So I've been playing around with raw WSGI, cgi.FieldStorage and file uploads. And I just can't understand how it deals with file uploads.
At first it seemed that it just stores the whole file in memory. And I thought hm, that should be easy to test - a big file should clog up the memory!.. And it didn't. Still, when I request the file, it's a string, not an iterator, file object or anything.
I've tried reading the cgi module's source and found some things about temporary files, but it returns a freaking string, not a file(-like) object! So... how does it fscking work?!
Here's the code I've used:
import cgi
from wsgiref.simple_server import make_server
def app(environ,start_response):
start_response('200 OK',[('Content-Type','text/html')])
output = """
<form action="" method="post" enctype="multipart/form-data">
<input type="file" name="failas" />
<input type="submit" value="Varom" />
</form>
"""
fs = cgi.FieldStorage(fp=environ['wsgi.input'],environ=environ)
f = fs.getfirst('failas')
print type(f)
return output
if __name__ == '__main__' :
httpd = make_server('',8000,app)
print 'Serving'
httpd.serve_forever()
Thanks in advance! :)
Inspecting the cgi module description, there is a paragraph discussing how to handle file uploads.

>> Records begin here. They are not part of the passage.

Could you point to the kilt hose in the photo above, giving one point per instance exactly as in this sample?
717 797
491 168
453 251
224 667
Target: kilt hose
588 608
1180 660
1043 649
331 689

If a field represents an uploaded file, accessing the value via the value attribute or the
getvalue()
method reads the entire file in memory as a string. This may not be what you want. You can test for an uploaded file by testing either the filename attribute or the file attribute. You can then read the data at leisure from the file attribute:
fileitem = form["userfile"]
if fileitem.file:
# It's an uploaded file; count lines
linecount = 0
while 1:
line = fileitem.file.readline()
if not line: break
linecount = linecount + 1
Regarding your example, getfirst()
is just a version of getvalue()
.
try replacing
f = fs.getfirst('failas')
with
f = fs['failas'].file
This will return a file-like object that is readable "at leisure".